Tuesday, May 8, 2007

Orwell's Grave

"Four verbs," Aetna says -- Edna. Edna -- Aetna -- is from The Far Side, roughly pyramidal, sits beside me or across the table in the War Room at LISA M-F 8-5 and jokes with the dozen or so of us who've survived the recent eighty-some percent attrition rate.

The supers kicked back my Friday batch of documents today; I must have looked perplexed.

"They'd really like everything that happens in these documents to fit under four verbs," she continued. I'd really like that, too. LISA gets the documents from ECorp, her only customer after five years of happy corporate marriage. ECorp seems to get them from all over. They're from the NRC, Zzptech, Westinghouse, Bechtel: resumes, discussions of steam generator corrosion, redundant signatures for shipments coming & going -- it's hard to tell which.

Four verbs. The super actually walked over to my desk to mention that the word accident did not exist for LISA: "We call that an incident. No. Accident, if there ever were an accident, I'm not a highly enough placed official to chew you out about it." Then, walking away: "And that's not to imply that there is such a thing."

Does this sound like something I was supposed to have known?

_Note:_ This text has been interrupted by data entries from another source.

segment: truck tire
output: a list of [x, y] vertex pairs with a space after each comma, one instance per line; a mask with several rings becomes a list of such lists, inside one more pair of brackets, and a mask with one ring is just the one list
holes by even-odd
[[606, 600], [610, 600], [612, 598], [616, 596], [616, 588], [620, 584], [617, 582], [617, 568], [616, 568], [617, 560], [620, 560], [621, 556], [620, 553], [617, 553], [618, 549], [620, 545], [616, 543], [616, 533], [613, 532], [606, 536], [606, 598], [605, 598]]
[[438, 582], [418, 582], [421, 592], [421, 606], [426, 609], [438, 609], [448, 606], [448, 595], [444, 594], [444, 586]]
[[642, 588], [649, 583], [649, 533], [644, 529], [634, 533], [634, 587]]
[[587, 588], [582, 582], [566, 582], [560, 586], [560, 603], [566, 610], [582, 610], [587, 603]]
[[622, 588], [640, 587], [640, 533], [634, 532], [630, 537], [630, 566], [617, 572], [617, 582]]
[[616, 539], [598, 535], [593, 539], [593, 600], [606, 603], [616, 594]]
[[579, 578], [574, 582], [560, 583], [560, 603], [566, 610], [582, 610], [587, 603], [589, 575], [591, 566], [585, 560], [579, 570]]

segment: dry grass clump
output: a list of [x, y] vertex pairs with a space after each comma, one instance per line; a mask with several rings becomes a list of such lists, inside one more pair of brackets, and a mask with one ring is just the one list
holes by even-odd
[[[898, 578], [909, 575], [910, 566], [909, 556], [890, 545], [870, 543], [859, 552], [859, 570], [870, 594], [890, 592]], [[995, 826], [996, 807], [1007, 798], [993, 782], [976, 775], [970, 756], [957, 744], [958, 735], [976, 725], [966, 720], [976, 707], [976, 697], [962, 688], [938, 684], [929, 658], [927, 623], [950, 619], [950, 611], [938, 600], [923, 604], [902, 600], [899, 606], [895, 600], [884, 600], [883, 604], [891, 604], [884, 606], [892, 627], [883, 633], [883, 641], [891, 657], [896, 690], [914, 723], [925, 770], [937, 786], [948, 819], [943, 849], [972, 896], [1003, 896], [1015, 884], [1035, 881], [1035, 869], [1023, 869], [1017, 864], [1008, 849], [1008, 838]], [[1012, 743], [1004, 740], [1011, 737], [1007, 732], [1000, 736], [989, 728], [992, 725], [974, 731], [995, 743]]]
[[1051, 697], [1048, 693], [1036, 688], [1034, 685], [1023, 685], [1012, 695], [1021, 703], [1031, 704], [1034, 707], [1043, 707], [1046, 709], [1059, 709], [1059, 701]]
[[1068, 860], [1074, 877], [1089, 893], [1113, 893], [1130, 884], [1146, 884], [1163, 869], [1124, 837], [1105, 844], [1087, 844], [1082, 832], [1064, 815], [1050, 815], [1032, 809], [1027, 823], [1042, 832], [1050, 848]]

So imagine, George Orwell writes a book, calls it 1984. He gets it published, even read, read so much his folks incorporate his words into daily English. I'd call that time for brews and congratulations. But no, the people he would burlesque use his piece as a guidebook -- to the extent that no one in charge anywhere at any time during six weeks of training could say or would say, "Yo! Asshole! four verbs."

So why write why move? Hey, go ahead, buy a place in Seaside or San Anselmo and let the wind blow when Zztech opens the pressurizer and "blows it out" for cleaning. I'll go write loveletters to carp.

Aetna took it better. She does:
"Don't worry. This sort of work is hard for people like you."

She must have meant to be comforting: she near-swallowd the guffaw when my eyes bugged. Like me? Am I unzipped? Should I shave my whiskers, or does that look like I'm trying to hide?

I barely talk at LISA. I try not to look long at anyone or swing my shoulders as I walk. Maybe she saw the bicycle I lock to a phone pole outside the office lot. I had not taken Aetna to be perceptive. So clearly she has perceived more than I and is willing to be generous.

"No, really," she went on, "What is it you do?"

Eat, sleep, move when poked. Until five seconds ago I smuggled documents out of the information service of a nuclear energy facility.

"I mean, do you paint, do you write?"

I flatter myself -- but, well, you see.

"You're not invisible, you know."

"No." I don't have a third eye either. Is this something everybody sees?

"Oh, Jack, you're fine. But all this regularity has to just bug you, this business of having to classify things just the way we-all do, of having the supervisors review each little thing and send things back when you would normally classify everything some way no one even imagines."

No one even imagines?

She talks on to smooth my nerves, but the gestures hint broadly that she knows nothing of what would make me nervous, then:

"People know things about you, Jack, just like you know things about them. Sometimes we find it easier to not speak. Don't we?"

Do we?

I need to be misunderstood. I need someone who doesn't care:
O gentle reader, do not leave!

1 comment:

Anonymous said...

So what are the four verbs? If I want teasers I'll watch the nightly news. "We have a exclusive nude photos or Angelina bathing with the Queen of England". Then Angelina turns out to be the Queens dog.
What's with the " " they don't seem consistent. Don't you use parenthesis when someone is thinking?
It is begining to seem there are enough voices to drown out the Super Bowl.
Will I catch on? I'm making an effort.
I don't see direction on all 7 pieces beside superficial achronims like LISA.
I need some reward for the amount of concentration I'm forking out. I have a fear it'll go on and on without reward. Yes I'm very Pavlovian. So?